Schematic representation of cranial neural fold complexity during the morphogenetic events leading to neural tube formation and EMT. (A) Based on combined staining of all transgenic embryos, the green shaded area on the diagram suggests the general location of the inferred metablast domain within the NF epithelium. Note that this domain is distinct, at this developmental stage, from the locations of cranial placodes (blue shaded areas) that represent later sources of dispersing cells in the head. n, nasal placode; t, trigeminal placode; o, otic placode; e, epibranchial placodes. (B) Schematic summary of EMT events in metablast and neural crest epithelium. As inferred from immunostaining results, the NF epithelium has distinct domains with sharply defined boundaries: The E-cad⁺, nonneural cells of NF epithelium are represented by red circles. PDGFRα-IR cells within, and delaminating from, the E-cad⁺ NF epithelium are represented by green circles.
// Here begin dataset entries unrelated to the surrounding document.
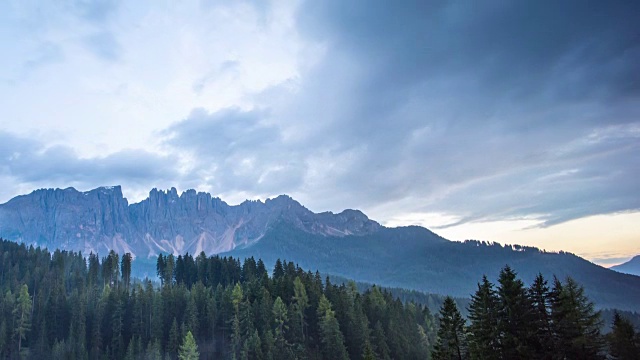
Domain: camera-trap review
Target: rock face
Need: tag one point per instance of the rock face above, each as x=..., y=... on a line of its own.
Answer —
x=101, y=220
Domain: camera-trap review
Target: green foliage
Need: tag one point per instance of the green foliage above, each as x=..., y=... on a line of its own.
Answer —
x=189, y=348
x=451, y=343
x=65, y=306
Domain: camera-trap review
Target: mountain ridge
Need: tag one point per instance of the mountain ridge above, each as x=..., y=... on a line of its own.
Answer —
x=631, y=267
x=346, y=244
x=101, y=219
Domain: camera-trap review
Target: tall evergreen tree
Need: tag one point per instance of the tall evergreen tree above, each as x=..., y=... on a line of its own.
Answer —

NC cells, which arise in and begin to delaminate from the mediodorsal NE domain, are represented by blue circles. In these diagrams, PDGFRα⁺ cells in the nonneural epithelium overlying and lateral to the NE (a) delaminate precociously into underlying cell-free interstitial spaces (b). This nascent EM, like somite-derived sclerotomal mesenchyme, then establishes the interstitial environment into which neural crest cells delaminate from the dorsal NE (c). As NFs fuse in the midline to form the NT (d), nonneural (E-Cad⁺) epithelium (red) separates from the dorsal NE of the nascent NT (blue), EM (green) occupies the interstitial spaces between neural and nonneural epithelia, and NC cells (blue) intermingle with and disperse ventrolaterally among the EM cells, similar to trunk crest cell dispersal among sclerotomal mesenchyme.